# Inexpensive Skins?



## wycoloboater (Nov 18, 2003)

I am looking for some cheap skins or a good deal to get me into the backcountry, they can be new or used. If anyone has any or knows of a website/shop who can provide info it would be much appreciated.

Zach.


----------



## spthomson (Oct 18, 2003)

what size skin do you need?
what is your price range for "cheap"?
skin type preference? (G3, BD Ascension, Glidelite, Clipfix, etc.)
where do you live?


----------



## Mountain Shop PRK (May 5, 2004)

*Voile Snake Skins*

Voile Snake skins are the "cheapest". They also provide little or no glide. They'll get you uphill, but slowly. Ascension adhesive skins are the standard, but you'll drop between $80 and $120 depending upon your ski width. Come by the shop if you wish.

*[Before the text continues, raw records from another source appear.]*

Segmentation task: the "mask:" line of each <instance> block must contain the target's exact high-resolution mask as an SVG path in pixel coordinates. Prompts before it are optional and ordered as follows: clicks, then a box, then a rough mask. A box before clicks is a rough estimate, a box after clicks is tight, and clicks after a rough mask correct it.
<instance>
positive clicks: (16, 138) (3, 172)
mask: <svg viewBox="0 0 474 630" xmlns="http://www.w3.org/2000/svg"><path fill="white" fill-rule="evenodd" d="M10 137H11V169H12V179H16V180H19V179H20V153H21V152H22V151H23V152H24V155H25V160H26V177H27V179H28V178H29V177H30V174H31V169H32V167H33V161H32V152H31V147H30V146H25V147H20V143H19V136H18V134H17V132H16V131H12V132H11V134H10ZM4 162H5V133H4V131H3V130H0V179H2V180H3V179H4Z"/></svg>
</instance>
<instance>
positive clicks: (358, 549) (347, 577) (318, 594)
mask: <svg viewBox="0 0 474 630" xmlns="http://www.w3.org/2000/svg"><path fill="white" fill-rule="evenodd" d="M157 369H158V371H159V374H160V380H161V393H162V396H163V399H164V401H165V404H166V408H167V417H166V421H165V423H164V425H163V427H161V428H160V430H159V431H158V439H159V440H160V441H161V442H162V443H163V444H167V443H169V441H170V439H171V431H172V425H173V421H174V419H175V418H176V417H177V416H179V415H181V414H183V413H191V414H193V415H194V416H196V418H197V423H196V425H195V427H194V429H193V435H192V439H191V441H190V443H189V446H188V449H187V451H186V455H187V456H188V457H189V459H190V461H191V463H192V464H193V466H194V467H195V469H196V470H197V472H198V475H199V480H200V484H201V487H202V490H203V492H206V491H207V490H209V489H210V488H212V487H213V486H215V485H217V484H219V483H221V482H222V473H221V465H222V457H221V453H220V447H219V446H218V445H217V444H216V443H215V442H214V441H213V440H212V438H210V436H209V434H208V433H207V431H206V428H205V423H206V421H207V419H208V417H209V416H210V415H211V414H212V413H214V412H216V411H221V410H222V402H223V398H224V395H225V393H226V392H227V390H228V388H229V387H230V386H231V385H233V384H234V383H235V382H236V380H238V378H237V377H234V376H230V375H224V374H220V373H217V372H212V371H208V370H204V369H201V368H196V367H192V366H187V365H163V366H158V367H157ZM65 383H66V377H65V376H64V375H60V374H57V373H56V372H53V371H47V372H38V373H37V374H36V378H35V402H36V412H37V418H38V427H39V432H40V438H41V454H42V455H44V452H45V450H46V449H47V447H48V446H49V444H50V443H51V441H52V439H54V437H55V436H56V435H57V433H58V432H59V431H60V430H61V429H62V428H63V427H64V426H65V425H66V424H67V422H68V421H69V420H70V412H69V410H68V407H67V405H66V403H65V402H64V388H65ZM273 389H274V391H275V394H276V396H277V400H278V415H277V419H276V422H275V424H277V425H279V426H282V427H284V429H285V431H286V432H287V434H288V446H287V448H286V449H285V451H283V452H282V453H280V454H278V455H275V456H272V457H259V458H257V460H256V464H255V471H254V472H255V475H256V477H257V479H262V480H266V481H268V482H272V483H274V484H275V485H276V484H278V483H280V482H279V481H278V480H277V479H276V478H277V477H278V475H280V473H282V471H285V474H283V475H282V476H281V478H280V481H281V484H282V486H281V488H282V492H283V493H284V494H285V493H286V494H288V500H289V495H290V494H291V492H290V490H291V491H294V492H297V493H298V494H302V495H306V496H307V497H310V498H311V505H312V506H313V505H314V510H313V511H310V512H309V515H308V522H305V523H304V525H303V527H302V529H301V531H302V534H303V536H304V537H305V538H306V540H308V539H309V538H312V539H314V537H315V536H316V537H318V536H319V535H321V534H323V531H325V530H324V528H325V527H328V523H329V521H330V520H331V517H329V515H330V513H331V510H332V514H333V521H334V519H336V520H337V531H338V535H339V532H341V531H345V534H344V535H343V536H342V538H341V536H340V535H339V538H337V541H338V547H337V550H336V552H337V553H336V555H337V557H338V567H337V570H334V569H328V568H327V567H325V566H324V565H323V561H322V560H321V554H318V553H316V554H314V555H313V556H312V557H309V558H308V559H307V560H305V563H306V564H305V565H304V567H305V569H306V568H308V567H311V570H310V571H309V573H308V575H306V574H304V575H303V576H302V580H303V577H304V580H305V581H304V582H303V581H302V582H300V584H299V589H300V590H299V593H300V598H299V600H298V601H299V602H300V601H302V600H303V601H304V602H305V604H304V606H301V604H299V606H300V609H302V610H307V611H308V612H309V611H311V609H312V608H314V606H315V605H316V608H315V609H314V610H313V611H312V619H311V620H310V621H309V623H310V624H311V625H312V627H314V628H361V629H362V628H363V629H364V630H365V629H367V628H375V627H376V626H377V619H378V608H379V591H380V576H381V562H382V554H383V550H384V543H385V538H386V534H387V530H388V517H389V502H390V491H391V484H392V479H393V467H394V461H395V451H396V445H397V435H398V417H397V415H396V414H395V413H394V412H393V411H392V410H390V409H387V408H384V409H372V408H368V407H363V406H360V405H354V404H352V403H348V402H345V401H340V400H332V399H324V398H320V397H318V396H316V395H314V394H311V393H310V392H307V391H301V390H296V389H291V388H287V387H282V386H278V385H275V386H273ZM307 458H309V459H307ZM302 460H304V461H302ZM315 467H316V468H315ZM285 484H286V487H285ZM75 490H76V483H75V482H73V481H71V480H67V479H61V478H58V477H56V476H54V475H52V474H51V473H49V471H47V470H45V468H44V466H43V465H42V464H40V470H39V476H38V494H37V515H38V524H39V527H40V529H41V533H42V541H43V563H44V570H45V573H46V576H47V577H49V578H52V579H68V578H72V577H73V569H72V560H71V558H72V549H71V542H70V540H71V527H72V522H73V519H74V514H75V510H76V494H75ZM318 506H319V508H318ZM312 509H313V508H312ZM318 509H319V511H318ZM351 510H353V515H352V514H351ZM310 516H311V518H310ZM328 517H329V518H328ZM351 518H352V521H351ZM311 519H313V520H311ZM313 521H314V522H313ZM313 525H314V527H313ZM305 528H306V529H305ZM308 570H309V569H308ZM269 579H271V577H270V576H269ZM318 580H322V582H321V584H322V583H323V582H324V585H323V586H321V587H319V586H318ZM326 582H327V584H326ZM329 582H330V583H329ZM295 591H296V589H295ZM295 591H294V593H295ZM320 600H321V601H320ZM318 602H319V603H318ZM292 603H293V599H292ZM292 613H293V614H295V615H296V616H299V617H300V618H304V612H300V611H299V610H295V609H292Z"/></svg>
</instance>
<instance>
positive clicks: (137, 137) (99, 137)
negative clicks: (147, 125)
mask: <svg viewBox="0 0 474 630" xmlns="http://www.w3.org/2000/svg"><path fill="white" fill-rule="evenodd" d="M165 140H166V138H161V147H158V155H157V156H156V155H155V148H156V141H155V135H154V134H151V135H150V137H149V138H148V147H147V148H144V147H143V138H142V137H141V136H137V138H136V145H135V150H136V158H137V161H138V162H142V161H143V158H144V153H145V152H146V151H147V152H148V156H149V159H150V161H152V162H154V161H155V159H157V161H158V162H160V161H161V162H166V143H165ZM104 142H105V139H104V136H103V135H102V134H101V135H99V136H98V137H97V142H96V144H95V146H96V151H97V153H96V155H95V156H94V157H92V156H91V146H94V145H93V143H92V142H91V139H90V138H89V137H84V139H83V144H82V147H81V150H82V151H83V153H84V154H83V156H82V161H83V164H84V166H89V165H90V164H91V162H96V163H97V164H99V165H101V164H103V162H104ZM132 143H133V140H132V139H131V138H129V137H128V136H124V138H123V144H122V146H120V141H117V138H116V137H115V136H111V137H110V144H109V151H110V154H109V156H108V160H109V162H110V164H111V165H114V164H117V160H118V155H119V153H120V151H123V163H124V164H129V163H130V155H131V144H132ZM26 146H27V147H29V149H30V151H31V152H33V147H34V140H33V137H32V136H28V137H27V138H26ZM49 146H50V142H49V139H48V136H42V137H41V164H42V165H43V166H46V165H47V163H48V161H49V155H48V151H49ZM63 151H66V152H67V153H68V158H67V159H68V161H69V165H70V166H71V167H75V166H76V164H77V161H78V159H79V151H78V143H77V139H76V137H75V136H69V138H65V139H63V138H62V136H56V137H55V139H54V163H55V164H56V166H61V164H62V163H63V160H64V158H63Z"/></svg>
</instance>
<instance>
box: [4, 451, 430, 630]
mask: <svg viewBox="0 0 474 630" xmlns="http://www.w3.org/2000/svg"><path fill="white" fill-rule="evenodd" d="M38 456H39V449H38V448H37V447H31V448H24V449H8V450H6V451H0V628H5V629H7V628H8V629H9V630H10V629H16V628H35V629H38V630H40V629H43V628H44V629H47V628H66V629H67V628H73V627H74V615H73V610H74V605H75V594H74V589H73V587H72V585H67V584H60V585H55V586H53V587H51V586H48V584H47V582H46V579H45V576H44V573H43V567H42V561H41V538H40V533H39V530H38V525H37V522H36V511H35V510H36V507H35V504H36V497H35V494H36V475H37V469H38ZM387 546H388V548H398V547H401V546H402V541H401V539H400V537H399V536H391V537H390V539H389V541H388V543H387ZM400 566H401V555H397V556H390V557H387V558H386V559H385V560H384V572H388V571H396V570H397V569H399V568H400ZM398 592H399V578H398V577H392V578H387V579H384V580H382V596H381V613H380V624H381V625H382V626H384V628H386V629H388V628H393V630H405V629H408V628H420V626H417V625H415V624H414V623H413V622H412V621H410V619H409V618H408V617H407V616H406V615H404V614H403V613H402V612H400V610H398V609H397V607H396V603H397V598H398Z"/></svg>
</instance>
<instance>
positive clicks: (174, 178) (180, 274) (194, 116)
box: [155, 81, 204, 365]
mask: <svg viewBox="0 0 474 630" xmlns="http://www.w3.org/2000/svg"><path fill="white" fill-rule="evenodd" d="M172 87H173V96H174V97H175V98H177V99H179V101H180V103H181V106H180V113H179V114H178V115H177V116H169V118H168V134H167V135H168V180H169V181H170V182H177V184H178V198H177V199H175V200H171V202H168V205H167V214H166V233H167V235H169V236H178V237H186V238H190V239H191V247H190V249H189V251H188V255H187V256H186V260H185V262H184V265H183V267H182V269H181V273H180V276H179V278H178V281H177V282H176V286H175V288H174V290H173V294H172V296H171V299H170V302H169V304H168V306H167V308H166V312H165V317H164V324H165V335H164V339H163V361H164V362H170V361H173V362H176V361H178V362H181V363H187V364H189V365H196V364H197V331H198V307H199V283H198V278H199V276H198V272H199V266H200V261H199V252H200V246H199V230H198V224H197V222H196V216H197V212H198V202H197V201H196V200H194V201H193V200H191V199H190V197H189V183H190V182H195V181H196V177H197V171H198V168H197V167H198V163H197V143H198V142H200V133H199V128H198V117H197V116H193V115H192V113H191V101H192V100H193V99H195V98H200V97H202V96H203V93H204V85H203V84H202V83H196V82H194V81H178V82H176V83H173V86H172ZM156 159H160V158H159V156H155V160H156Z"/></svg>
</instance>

Matt--The Mountain Shop Fort Collins 970-493-5720


----------



## wycoloboater (Nov 18, 2003)

I ski a 183 k2 enemy and am looking for something reasonable that has some glide that will get me uphill. 30-80$ is my price range, preferably around 50 but I want something that will work well for my money and not piss me off by falling off my ski all the time.

Zach.


----------



## co_bjread (Oct 26, 2004)

*95 cm BD Ascensions clipfix*

I just saw a clearance sale in a "MountainGear" catalog. It listed some 95 mm wide Black Diamond Ascension Clipfix skins for $80, this is on the high side of your range, but I bought the clipfix some last year and they are sweet. good glide, excellent traction, won't peal off or piss you off. The glue is very strong. Check out Black Diamond for details and mountaingear.com (go to the "outlet" for seconds n the clipfix) to order. Good luck

co_bjread


----------